Today was a beautiful day – a day representative to me of a shift in the atmosphere of my life. I’ve had quite a few major break throughs over the past two to three months – ones in which things tucked away in the attic of the unconscious are unpacked and brought to the front yard for observation. I’ve only ever had a few of these events in my life, but over the last few months I’ve had a stream of them. I’ve uncovered some dark corners of myself, and when those dark corners are uncovered and brought to light, they don’t have power over you anymore. And so, today, I had this amazing day – one characterized by a feeling of presence and happiness that I had not experienced since 2013. One I had not experienced since before spiritual crisis, before what I can really only describe as trauma, though I never felt comfortable calling it that in the past. This journal in form of prose is what I wrote to capture that shift in me.

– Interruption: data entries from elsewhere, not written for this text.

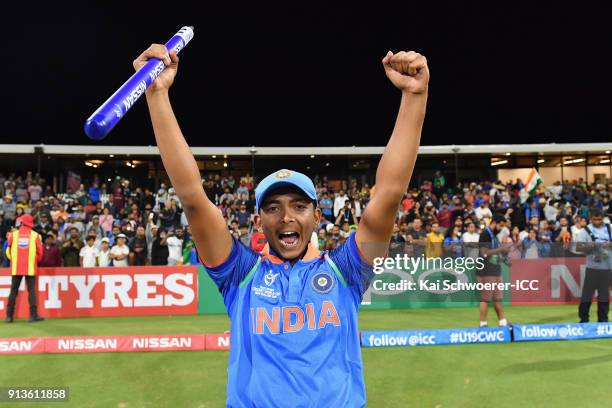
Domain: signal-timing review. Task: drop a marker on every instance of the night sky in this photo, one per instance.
(311, 76)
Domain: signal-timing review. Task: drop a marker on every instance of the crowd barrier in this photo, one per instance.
(389, 338)
(179, 290)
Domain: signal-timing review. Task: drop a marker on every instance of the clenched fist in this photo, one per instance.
(407, 71)
(166, 77)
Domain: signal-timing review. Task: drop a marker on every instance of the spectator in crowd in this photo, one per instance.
(346, 214)
(258, 240)
(561, 238)
(322, 239)
(595, 240)
(439, 183)
(8, 210)
(531, 210)
(452, 243)
(159, 248)
(71, 248)
(492, 252)
(483, 211)
(104, 256)
(88, 255)
(470, 241)
(444, 217)
(532, 247)
(339, 201)
(516, 244)
(243, 216)
(175, 246)
(120, 251)
(435, 242)
(417, 237)
(106, 221)
(51, 255)
(327, 205)
(95, 225)
(138, 248)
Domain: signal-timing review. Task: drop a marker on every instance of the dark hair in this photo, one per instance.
(498, 218)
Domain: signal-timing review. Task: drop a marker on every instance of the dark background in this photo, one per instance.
(311, 75)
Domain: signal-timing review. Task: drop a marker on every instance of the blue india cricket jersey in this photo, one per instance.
(294, 336)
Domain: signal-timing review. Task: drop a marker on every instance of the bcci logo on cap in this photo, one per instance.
(322, 282)
(283, 174)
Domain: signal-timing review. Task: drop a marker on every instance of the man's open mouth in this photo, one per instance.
(289, 239)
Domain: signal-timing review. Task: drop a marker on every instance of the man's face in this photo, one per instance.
(288, 219)
(597, 221)
(497, 226)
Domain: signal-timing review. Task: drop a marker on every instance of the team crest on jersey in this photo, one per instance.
(322, 282)
(269, 278)
(267, 291)
(283, 174)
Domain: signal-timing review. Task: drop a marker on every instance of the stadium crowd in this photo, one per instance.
(118, 224)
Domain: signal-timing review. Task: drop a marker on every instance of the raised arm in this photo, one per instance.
(409, 73)
(208, 228)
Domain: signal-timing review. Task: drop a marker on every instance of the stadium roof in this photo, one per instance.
(548, 148)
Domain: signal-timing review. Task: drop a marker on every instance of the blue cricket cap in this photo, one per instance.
(282, 178)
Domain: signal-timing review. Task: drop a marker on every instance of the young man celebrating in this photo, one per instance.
(293, 310)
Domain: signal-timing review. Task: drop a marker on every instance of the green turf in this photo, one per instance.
(535, 374)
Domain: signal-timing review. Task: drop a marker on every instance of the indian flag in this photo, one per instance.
(533, 181)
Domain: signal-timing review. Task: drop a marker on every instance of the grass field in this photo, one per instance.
(537, 374)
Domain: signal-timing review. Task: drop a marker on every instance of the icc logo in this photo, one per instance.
(322, 282)
(269, 278)
(283, 174)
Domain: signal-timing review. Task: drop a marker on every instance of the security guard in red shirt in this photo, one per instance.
(24, 250)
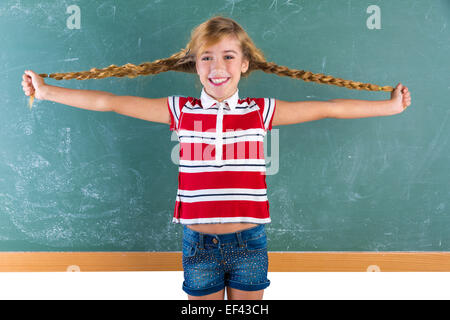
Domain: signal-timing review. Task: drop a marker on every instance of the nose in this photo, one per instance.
(218, 64)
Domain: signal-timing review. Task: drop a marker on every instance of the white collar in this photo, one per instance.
(208, 101)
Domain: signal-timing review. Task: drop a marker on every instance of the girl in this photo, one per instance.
(221, 200)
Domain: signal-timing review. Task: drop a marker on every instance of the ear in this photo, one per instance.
(245, 64)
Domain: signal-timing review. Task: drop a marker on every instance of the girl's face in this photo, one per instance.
(220, 66)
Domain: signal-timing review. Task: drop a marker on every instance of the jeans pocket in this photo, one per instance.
(258, 243)
(189, 249)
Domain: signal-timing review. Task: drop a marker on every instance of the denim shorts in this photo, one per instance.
(212, 262)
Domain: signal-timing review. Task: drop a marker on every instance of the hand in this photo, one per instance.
(400, 98)
(33, 84)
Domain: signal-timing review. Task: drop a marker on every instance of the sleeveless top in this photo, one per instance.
(222, 168)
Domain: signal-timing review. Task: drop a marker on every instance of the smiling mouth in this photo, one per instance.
(218, 81)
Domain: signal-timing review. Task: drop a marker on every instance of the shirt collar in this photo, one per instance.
(208, 101)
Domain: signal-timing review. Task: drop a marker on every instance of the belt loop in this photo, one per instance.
(200, 238)
(239, 237)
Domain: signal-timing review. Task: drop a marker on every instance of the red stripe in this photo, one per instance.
(223, 209)
(231, 122)
(222, 180)
(230, 151)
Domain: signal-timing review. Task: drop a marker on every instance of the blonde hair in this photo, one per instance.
(206, 34)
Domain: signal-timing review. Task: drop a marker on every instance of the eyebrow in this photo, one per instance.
(205, 52)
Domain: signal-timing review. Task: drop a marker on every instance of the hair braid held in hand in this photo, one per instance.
(206, 34)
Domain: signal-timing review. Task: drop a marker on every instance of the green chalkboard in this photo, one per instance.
(77, 180)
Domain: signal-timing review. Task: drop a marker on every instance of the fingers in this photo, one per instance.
(27, 84)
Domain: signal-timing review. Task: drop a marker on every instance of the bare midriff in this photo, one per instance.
(218, 228)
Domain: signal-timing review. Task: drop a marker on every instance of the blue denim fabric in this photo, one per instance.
(213, 261)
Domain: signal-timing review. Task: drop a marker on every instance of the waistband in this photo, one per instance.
(235, 237)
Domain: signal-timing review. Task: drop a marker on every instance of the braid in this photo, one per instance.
(183, 62)
(180, 61)
(270, 67)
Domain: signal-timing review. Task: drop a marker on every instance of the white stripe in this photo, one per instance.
(197, 166)
(241, 109)
(221, 168)
(237, 197)
(221, 191)
(222, 220)
(259, 162)
(219, 131)
(230, 137)
(228, 133)
(193, 196)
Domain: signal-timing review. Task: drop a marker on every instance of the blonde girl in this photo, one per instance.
(222, 199)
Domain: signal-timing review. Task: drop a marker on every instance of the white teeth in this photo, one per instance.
(219, 80)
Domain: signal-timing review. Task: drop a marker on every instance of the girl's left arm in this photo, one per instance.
(302, 111)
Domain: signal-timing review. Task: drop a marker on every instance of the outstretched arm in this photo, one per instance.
(303, 111)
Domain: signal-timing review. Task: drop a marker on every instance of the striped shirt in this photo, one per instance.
(222, 168)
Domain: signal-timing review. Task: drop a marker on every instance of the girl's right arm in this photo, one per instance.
(143, 108)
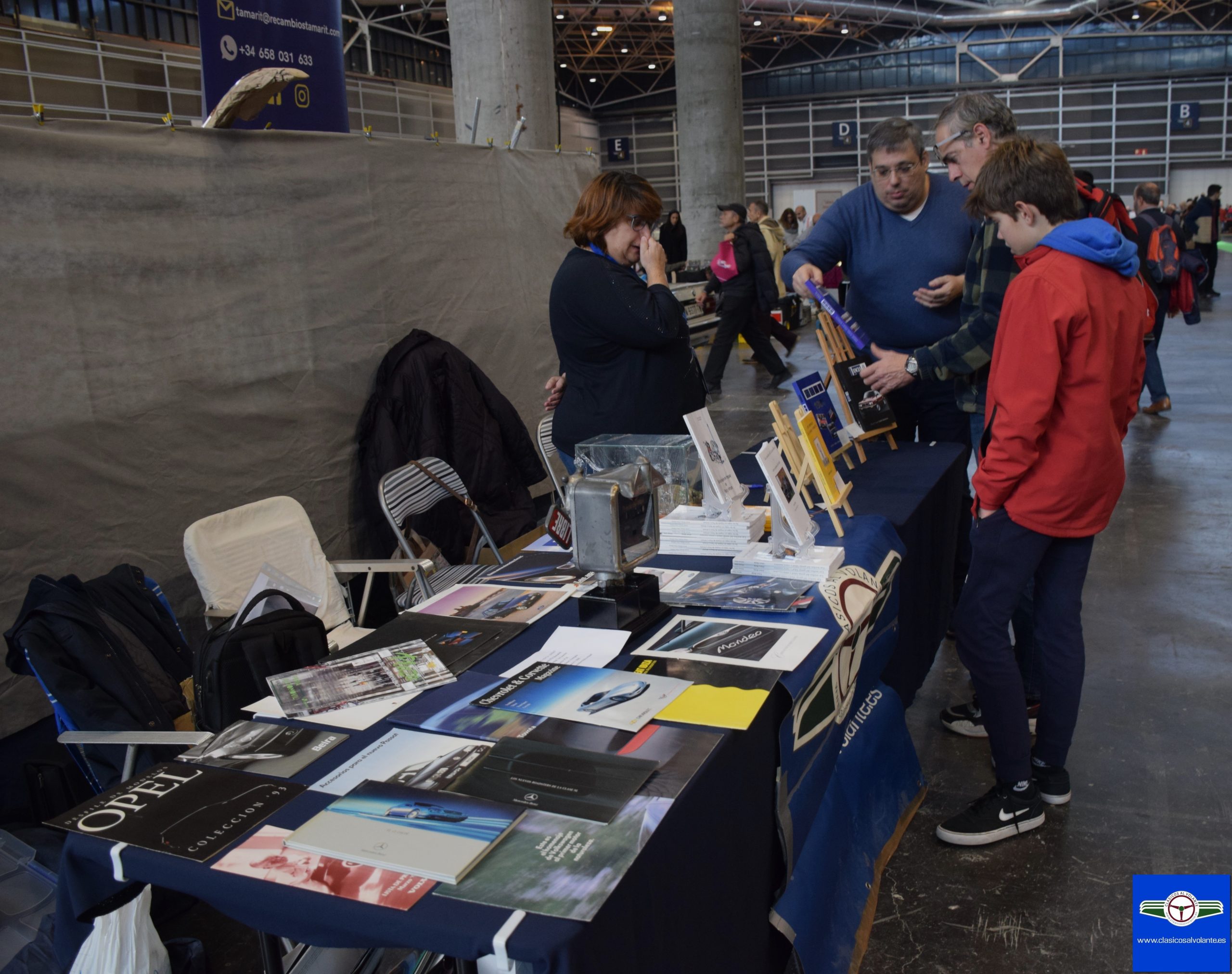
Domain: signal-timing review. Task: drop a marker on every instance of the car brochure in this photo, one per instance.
(460, 645)
(188, 810)
(427, 761)
(348, 681)
(784, 491)
(539, 569)
(264, 857)
(577, 647)
(720, 697)
(842, 317)
(742, 592)
(812, 395)
(438, 835)
(564, 867)
(870, 410)
(267, 749)
(714, 458)
(547, 777)
(494, 602)
(608, 698)
(767, 645)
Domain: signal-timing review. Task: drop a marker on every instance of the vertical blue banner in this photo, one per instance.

It is a simple outline of my day today, but expressing all of the presence and beauty that I experienced – that I am beginning to experience again for the first time.

Today
I left my apartment
three times.
On the first,
my son
played with the rocks on the landscape.
I picked an orange flower –
like the sun –
and a branch with tiny yellow leaves –
like lingering Autumn.
He reached up to me with tiny hands
for comfort,
as if fear of the outdoors
would swallow him up,
as if my arms, though tired,
have so much strength in them.
On the second,
I considered purchasing an ice cream
at the nearest ice cream shop.
But then I remembered
that this particular ice cream shop
used to churn out my happiness
when I couldn’t create it myself.
I drove to the nearest coffee shop instead
and purchased a chai tea latte –
single shot of espresso with coconut milk.
I didn’t even care
that it was my final coffee dollar
for the next week and a half.
I just wanted to turn the volume up
on the day’s happiness,
drop by drop.
I listened to a man wax poetic
about suffering –
how it softens us.
I giggled.
Later,
I cried.
I returned and prayed the Sixth Hour
as my son’s lips grazed the icons.
On the third,
the sun was going down.
It peeked through the clouds,
a pinkish tint.
I carried my son,
stopped to pet two dogs,
and looked at the decor on the patios.
I watched my son
run through a sprinkler puddle.
I followed him
up the stairs to the apartment,
slowly, so slowly.
Slowly,
like healing.
Slowly,
like grace.

//Today I left my apartment three times
//Collette Kristevski, 3/6/2019

Hospitality: A Poem by Collette Kristevski

There at the table
set with tolerance
You pour peace into my glass,
but I refuse to drink.

You offer me a place at Your table,
but I refuse to sit.
My pride will keep me blinded
to the places set for the entire world.